Since Microsoft is the parent company, the simulator uses Bing Maps data, as opposed to Google Maps. They have done an excellent job, though. Bing Maps’ data totals 2.5 petabytes (2.5 million gigabytes). Another feature you can’t help but be impressed by is that where there is a building in the real world, it is reflected in the sim. Blackshark.ai implements machine learning to recognize buildings, trees and other objects from aerial images. (So, yes, your house will be represented.) Note, however, that, unless the area has undergone photogrammetry (that is, photorealistic 3D modelling of buildings, trees and terrain), a generic structure will be in position. While the building’s style won’t necessarily match, its footprint will. Software removes cloud cover from Bing’s aerial mapping and corrects colors.

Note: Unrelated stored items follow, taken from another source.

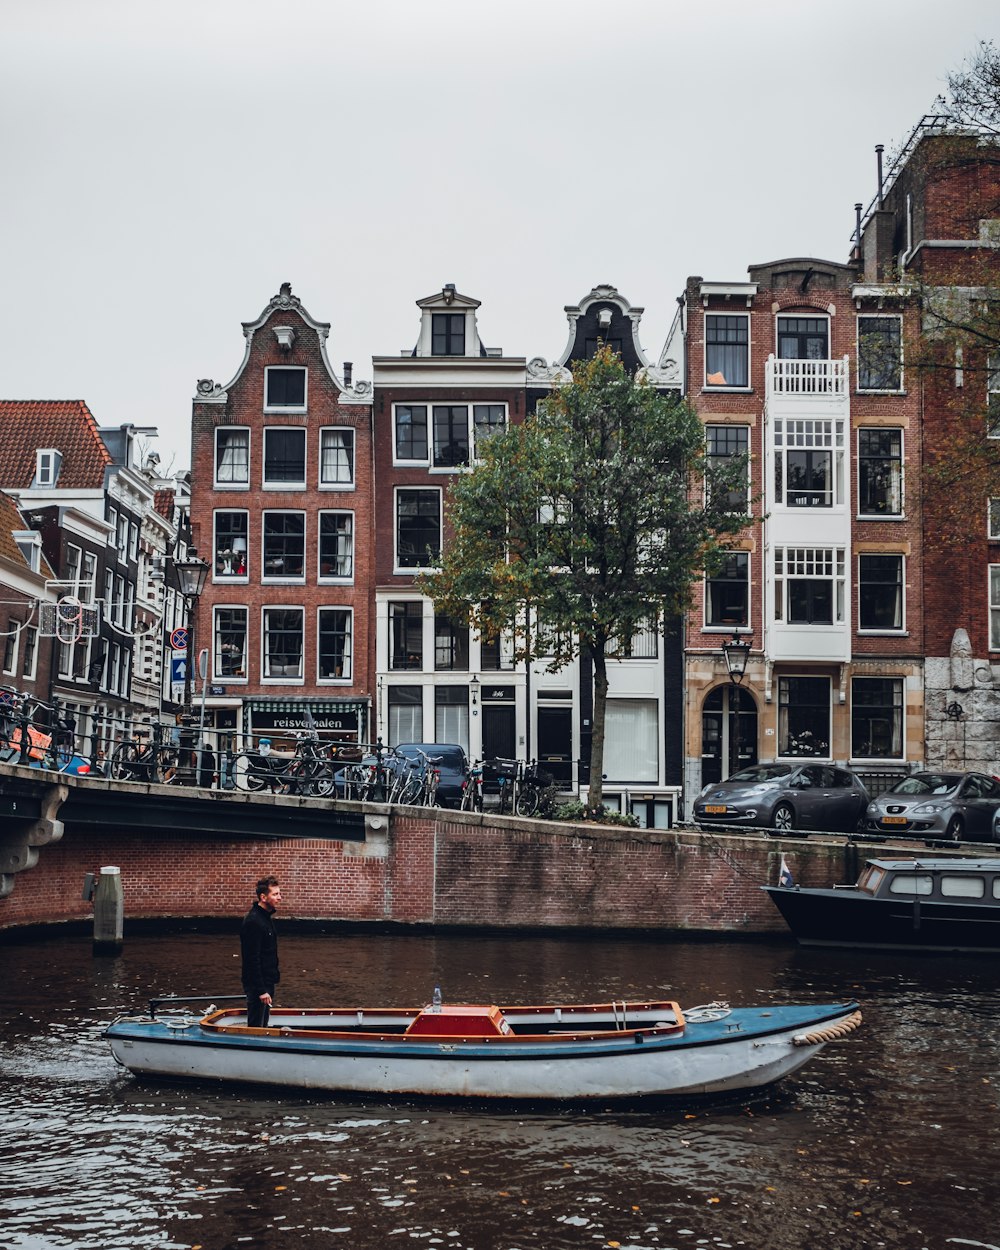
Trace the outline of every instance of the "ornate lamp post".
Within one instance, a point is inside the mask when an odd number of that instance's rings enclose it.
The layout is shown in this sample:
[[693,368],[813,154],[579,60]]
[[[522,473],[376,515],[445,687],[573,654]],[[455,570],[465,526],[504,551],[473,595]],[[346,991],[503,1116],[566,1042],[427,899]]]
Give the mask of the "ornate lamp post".
[[195,617],[198,614],[198,600],[208,580],[208,565],[198,555],[195,547],[189,547],[185,559],[173,562],[177,575],[177,587],[184,600],[184,614],[187,617],[187,659],[184,664],[184,712],[181,719],[180,741],[180,780],[181,784],[194,784],[195,770],[194,751],[194,716],[191,712],[191,669],[197,663],[198,652],[195,648]]
[[750,640],[733,634],[729,642],[722,644],[722,653],[726,657],[726,668],[729,670],[729,708],[733,714],[733,732],[729,742],[729,775],[732,776],[740,766],[740,683],[747,671]]

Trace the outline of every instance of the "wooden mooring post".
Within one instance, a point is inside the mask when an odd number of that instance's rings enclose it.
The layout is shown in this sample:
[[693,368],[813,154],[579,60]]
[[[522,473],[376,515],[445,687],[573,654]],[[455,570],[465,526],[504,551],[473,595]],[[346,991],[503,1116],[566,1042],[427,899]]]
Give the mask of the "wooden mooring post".
[[120,868],[102,868],[94,890],[95,955],[120,955],[125,924],[125,891]]

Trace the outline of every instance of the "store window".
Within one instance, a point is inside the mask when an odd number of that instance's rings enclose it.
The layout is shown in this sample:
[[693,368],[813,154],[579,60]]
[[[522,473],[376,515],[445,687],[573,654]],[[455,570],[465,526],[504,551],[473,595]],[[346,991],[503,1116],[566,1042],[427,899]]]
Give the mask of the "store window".
[[830,756],[830,679],[778,678],[778,754]]
[[851,755],[903,758],[903,679],[855,677],[851,682]]
[[400,742],[423,742],[422,686],[389,687],[389,746]]

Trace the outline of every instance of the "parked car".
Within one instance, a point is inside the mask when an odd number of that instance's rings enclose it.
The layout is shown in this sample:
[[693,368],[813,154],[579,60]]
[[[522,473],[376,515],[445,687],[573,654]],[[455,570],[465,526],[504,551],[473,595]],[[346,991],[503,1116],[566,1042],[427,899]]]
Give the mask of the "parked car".
[[911,773],[868,804],[865,829],[902,837],[989,840],[1000,781],[985,773]]
[[854,833],[870,796],[861,778],[830,764],[753,764],[704,787],[699,825],[756,825]]
[[437,788],[438,806],[462,806],[462,783],[469,774],[469,757],[462,747],[453,742],[400,742],[395,750],[419,762],[425,756],[440,760],[435,765],[441,774]]

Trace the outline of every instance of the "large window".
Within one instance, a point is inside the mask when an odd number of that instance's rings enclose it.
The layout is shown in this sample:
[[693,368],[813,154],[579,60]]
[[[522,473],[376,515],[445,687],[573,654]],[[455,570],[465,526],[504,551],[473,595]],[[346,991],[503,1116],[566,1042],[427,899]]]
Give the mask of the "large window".
[[389,667],[422,669],[424,666],[424,605],[404,599],[389,604]]
[[610,781],[659,779],[655,699],[608,699],[604,771]]
[[396,567],[425,569],[441,555],[441,492],[396,492]]
[[473,404],[472,426],[475,454],[487,439],[501,433],[507,425],[507,409],[503,404]]
[[789,508],[844,502],[843,421],[775,420],[774,497]]
[[24,655],[21,659],[21,676],[33,680],[35,676],[35,665],[38,661],[38,628],[35,625],[26,625],[21,631],[24,636]]
[[842,547],[778,547],[774,578],[775,620],[789,625],[843,622]]
[[397,404],[396,459],[427,463],[427,405]]
[[435,686],[434,741],[469,749],[469,687]]
[[247,550],[248,515],[246,512],[215,514],[215,579],[246,577],[249,568]]
[[434,668],[438,672],[468,672],[469,627],[447,616],[434,617]]
[[301,681],[303,611],[301,608],[264,609],[264,679]]
[[423,742],[423,689],[420,686],[389,687],[389,746],[400,742]]
[[705,314],[705,385],[750,385],[750,318]]
[[17,672],[17,640],[18,640],[18,624],[17,621],[8,621],[7,628],[10,631],[4,636],[3,640],[3,671],[5,673]]
[[264,431],[264,485],[305,486],[306,432],[286,426]]
[[265,580],[305,576],[306,518],[302,512],[264,513]]
[[858,430],[858,511],[862,516],[902,515],[902,430]]
[[616,660],[655,660],[659,653],[659,617],[653,609],[637,622],[632,633],[624,639],[612,638],[607,654]]
[[353,430],[320,430],[319,484],[340,487],[354,485]]
[[901,317],[858,318],[858,390],[898,391],[903,381]]
[[454,469],[469,463],[469,409],[464,404],[435,404],[434,467]]
[[779,360],[828,360],[830,323],[825,317],[779,317]]
[[858,556],[858,628],[903,628],[903,557]]
[[1000,538],[1000,499],[993,498],[989,501],[989,511],[986,514],[986,535],[988,538]]
[[345,581],[354,576],[354,513],[319,514],[319,580]]
[[306,371],[295,365],[272,365],[264,370],[267,409],[301,412],[306,406]]
[[986,362],[986,432],[1000,438],[1000,354]]
[[465,313],[431,313],[431,355],[465,355]]
[[[734,456],[745,456],[750,450],[750,428],[746,425],[708,425],[705,427],[709,464],[722,464]],[[747,464],[749,478],[750,466]],[[749,480],[738,490],[729,492],[726,509],[729,512],[746,512]]]
[[778,678],[778,754],[829,756],[828,677]]
[[351,678],[351,612],[348,608],[319,610],[319,679]]
[[245,681],[247,676],[247,609],[216,608],[213,671],[217,681]]
[[851,682],[851,755],[903,758],[903,679],[855,677]]
[[1000,651],[1000,564],[990,565],[990,650]]
[[215,431],[216,486],[250,484],[250,431],[231,427]]
[[750,555],[730,551],[705,579],[705,625],[716,629],[745,629],[750,624]]

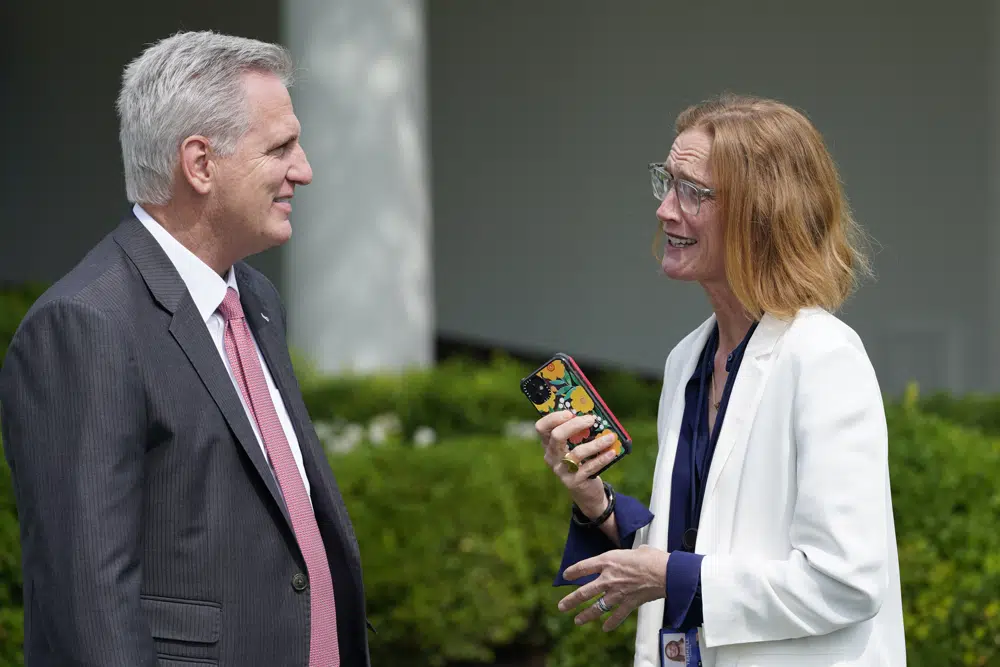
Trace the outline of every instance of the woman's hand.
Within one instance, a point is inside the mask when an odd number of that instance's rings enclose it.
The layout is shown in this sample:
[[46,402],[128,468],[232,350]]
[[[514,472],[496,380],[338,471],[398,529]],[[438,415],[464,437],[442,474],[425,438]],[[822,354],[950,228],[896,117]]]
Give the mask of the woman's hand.
[[[582,443],[574,447],[572,452],[566,443],[574,435],[589,429],[593,423],[593,415],[577,417],[570,410],[553,412],[535,422],[535,430],[545,447],[545,463],[569,489],[573,502],[580,511],[590,518],[600,516],[607,508],[604,484],[600,478],[590,479],[590,476],[615,458],[615,451],[608,448],[615,442],[616,436],[609,434]],[[567,454],[579,466],[575,472],[571,472],[563,461]],[[591,460],[581,463],[586,459]]]
[[[638,549],[607,551],[571,565],[563,573],[570,581],[590,574],[600,576],[560,600],[559,611],[569,611],[603,595],[608,607],[618,606],[604,622],[605,632],[614,630],[639,605],[666,597],[669,558],[665,551],[642,545]],[[595,601],[577,615],[576,624],[594,621],[603,613]]]

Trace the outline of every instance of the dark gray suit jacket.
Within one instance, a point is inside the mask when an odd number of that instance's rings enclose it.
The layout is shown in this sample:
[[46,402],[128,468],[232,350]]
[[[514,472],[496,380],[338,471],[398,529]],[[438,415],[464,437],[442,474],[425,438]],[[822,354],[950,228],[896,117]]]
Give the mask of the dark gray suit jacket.
[[[365,667],[358,545],[284,308],[262,274],[239,263],[236,275],[302,448],[342,664]],[[278,486],[187,288],[138,220],[31,308],[0,371],[0,410],[28,667],[308,664],[305,563]]]

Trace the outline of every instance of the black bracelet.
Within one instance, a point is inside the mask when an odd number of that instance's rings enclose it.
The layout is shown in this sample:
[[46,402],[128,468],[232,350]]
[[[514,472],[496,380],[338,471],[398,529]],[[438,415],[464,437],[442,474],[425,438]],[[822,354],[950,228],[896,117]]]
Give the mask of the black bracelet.
[[608,517],[615,511],[615,489],[607,482],[604,482],[604,495],[608,498],[608,506],[605,508],[604,513],[601,514],[601,516],[593,520],[588,518],[576,503],[573,503],[573,523],[581,528],[596,528],[607,521]]

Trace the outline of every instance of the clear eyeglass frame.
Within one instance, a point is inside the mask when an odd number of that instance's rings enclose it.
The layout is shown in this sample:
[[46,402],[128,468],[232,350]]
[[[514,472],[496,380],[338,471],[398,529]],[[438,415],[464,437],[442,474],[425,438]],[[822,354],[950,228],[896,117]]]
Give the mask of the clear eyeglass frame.
[[649,177],[653,185],[653,197],[657,201],[663,201],[671,188],[677,188],[677,201],[681,205],[681,210],[690,216],[696,216],[701,212],[702,201],[715,197],[715,190],[712,188],[704,188],[697,183],[674,178],[666,170],[663,162],[649,163]]

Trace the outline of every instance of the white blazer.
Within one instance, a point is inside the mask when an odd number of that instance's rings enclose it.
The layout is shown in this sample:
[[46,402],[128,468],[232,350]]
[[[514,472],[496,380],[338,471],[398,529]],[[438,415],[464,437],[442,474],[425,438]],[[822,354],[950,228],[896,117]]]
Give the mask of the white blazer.
[[[635,547],[666,549],[684,387],[714,324],[667,357],[655,518]],[[704,667],[906,664],[881,391],[861,339],[830,313],[765,315],[747,343],[695,552]],[[659,667],[663,607],[639,609],[635,667]]]

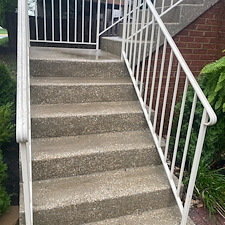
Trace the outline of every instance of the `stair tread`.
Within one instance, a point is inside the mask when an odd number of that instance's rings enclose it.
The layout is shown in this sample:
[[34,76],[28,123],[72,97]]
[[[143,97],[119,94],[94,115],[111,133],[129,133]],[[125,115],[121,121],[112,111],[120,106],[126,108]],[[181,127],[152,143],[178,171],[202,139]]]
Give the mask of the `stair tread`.
[[108,171],[33,182],[34,210],[168,190],[162,166]]
[[32,140],[33,160],[153,148],[149,131],[113,132]]
[[52,48],[52,47],[31,47],[31,60],[54,60],[54,61],[93,61],[113,62],[121,59],[109,52],[95,49],[79,48]]
[[[120,37],[120,36],[112,36],[112,37],[102,37],[102,39],[106,39],[106,40],[111,40],[111,41],[116,41],[116,42],[122,42],[123,41],[123,38]],[[137,43],[140,43],[140,40],[137,40]],[[147,43],[151,43],[150,40],[147,41]],[[144,45],[144,42],[141,41],[141,44]]]
[[[180,225],[181,215],[177,206],[150,210],[144,213],[87,223],[85,225]],[[188,219],[187,225],[194,225]]]
[[129,77],[97,78],[97,77],[33,77],[31,85],[87,86],[87,85],[122,85],[131,84]]
[[32,118],[142,113],[138,101],[32,105]]

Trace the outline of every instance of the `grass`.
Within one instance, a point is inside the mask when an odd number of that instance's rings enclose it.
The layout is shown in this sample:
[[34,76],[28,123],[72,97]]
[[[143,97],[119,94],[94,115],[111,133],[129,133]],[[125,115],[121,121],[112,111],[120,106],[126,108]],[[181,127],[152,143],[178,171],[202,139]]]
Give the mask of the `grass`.
[[1,34],[8,34],[8,31],[6,29],[4,29],[4,28],[0,29],[0,35]]
[[8,47],[9,39],[8,37],[0,39],[0,47]]

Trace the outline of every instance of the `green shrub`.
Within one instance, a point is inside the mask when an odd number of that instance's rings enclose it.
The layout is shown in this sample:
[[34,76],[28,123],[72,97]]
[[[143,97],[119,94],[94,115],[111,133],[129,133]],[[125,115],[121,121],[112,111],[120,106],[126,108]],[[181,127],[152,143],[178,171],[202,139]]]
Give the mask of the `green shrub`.
[[[225,157],[225,57],[211,63],[201,71],[199,85],[208,98],[211,106],[216,112],[218,121],[215,125],[208,127],[205,142],[202,150],[202,157],[195,184],[195,194],[202,199],[211,214],[216,211],[225,214],[225,175],[224,168],[215,169]],[[185,113],[181,129],[180,142],[178,146],[177,165],[182,160],[183,149],[186,141],[189,117],[193,103],[194,91],[188,89],[185,104]],[[176,115],[179,115],[181,102],[176,105]],[[203,107],[200,101],[197,102],[194,123],[188,148],[186,170],[190,173],[195,147],[201,123]],[[175,119],[176,127],[178,117]],[[171,137],[171,147],[174,147],[175,129]],[[188,177],[186,179],[189,179]],[[225,216],[225,215],[224,215]]]
[[4,181],[6,179],[7,166],[3,163],[2,152],[0,151],[0,215],[5,213],[10,206],[10,197],[5,190]]
[[[10,77],[6,66],[0,63],[0,149],[6,142],[11,142],[15,134],[15,92],[16,82]],[[10,206],[10,197],[4,187],[6,170],[0,150],[0,215]]]
[[0,106],[15,102],[16,81],[10,76],[5,64],[0,62]]
[[12,103],[0,106],[0,147],[12,140],[15,133],[13,124],[14,111]]
[[17,8],[17,0],[0,0],[0,24],[6,27],[5,13],[15,12]]

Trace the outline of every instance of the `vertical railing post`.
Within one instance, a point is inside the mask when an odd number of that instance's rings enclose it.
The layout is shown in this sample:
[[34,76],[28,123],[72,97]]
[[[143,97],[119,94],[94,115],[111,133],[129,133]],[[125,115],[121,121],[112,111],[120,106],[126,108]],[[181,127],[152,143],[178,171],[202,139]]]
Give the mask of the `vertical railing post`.
[[123,34],[122,34],[122,48],[121,48],[121,60],[123,59],[123,52],[125,51],[125,38],[127,30],[127,10],[128,0],[124,0],[124,19],[123,19]]
[[204,144],[204,140],[205,140],[207,122],[208,122],[208,115],[207,115],[206,109],[204,109],[203,114],[202,114],[201,125],[199,128],[199,133],[198,133],[198,140],[197,140],[197,144],[196,144],[195,155],[194,155],[190,180],[189,180],[185,204],[184,204],[184,210],[182,213],[181,225],[186,225],[186,223],[187,223],[192,194],[194,191],[195,181],[196,181],[196,177],[197,177],[197,173],[198,173],[198,166],[199,166],[202,148],[203,148],[203,144]]
[[97,30],[96,30],[96,50],[99,50],[99,33],[100,33],[100,6],[101,0],[98,0],[97,8]]
[[29,45],[28,2],[27,0],[19,0],[16,139],[21,155],[25,222],[26,225],[33,225]]

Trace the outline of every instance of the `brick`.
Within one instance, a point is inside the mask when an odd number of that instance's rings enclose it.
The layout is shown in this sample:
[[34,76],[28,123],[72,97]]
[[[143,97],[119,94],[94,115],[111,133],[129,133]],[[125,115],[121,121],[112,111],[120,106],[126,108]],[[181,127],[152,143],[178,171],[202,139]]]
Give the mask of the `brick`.
[[204,48],[201,48],[201,49],[194,49],[193,50],[193,53],[194,54],[199,54],[199,55],[201,55],[201,54],[206,54],[207,53],[207,49],[204,49]]
[[206,24],[198,24],[197,25],[197,30],[202,30],[202,31],[212,31],[212,26],[208,26]]
[[204,32],[203,36],[217,38],[218,37],[218,32],[217,31]]
[[197,43],[209,43],[210,39],[209,38],[202,38],[202,37],[195,37],[194,42]]
[[203,49],[216,49],[216,44],[203,44]]
[[194,42],[194,37],[180,37],[179,41],[181,42]]
[[196,22],[198,24],[207,24],[207,19],[199,17]]
[[201,49],[202,48],[202,43],[200,42],[194,42],[194,43],[187,43],[187,48],[197,48],[197,49]]
[[189,31],[189,35],[194,36],[194,37],[203,37],[204,32],[202,32],[202,31]]
[[191,66],[200,66],[203,62],[201,60],[195,60],[191,62]]

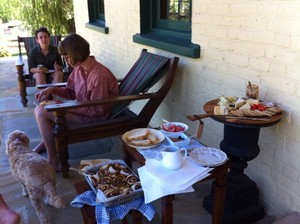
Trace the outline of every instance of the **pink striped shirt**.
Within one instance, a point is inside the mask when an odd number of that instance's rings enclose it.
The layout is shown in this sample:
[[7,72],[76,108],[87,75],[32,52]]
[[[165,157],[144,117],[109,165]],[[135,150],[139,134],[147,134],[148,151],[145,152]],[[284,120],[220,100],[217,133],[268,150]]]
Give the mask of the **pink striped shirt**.
[[[85,71],[81,66],[75,66],[69,76],[67,86],[57,89],[57,95],[77,101],[100,100],[118,96],[118,81],[113,73],[93,56]],[[112,105],[101,105],[72,109],[70,112],[82,117],[83,122],[105,120],[111,113]]]

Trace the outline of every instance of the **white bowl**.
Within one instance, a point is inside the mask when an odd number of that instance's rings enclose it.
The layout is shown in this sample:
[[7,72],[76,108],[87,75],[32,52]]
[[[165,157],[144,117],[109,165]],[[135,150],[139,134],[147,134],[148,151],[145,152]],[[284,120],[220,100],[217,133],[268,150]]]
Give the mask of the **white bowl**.
[[166,122],[162,124],[161,130],[163,130],[166,134],[181,133],[186,132],[188,130],[188,126],[181,122]]
[[166,135],[166,139],[170,145],[174,145],[179,148],[186,147],[191,142],[191,139],[182,132],[168,134]]

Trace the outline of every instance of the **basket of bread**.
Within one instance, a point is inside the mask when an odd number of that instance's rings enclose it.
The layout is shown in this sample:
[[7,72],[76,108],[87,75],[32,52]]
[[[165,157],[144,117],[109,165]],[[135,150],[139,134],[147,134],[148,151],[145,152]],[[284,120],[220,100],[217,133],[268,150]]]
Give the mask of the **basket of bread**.
[[82,171],[97,201],[106,207],[122,204],[143,195],[139,177],[123,160],[110,160],[94,166],[85,166]]
[[165,139],[165,135],[156,129],[137,128],[126,132],[122,139],[133,148],[153,148]]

Data stored and processed locally on-device include renderings of day and night, seasonal effects, procedural buildings, trees and other effects, as well as aircraft types and user interaction and controls.

As for the user experience, I was still using the AI air-traffic control and a virtual co-pilot for the first year after release, but I have now started using the Virtual Air Traffic Simulation Network (VATSIM), for VFR flights, to increase the realism. (I figured I’m unlikely to fly jets in real life, so I don’t feel the need to learn the ins and outs of IFR when I already have enough on my plate.)

Neumann says the introduction of a shared cockpit feature is high on the list of their priorities. “We’re an entertainment product, but there are a lot of requests from flight schools, flight trainers, big companies that make aircraft. They all want to use this as a training tool, and so far we’ve always said that there’s work to be done in order to enable that, and there are things on the way to make it something elegant beyond gaming.”

Microsoft announced a “Game of the Year” edition of the sim, as a “thank-you to the community,” in October 2021, released the following month as a free upgrade for existing owners. I’ve disseminated the information about this release around the relevant pages here.

“Microsoft Flight Simulator – Announcing the Game of the Year Edition” – Xbox channel, YouTube

Just over six months later, Neumann announced that another free upgrade is in the works, this time to commemorate that 40th anniversary of Microsoft Flight Simulator. One of the new aircraft that was introduced was iniBuilds’ A310.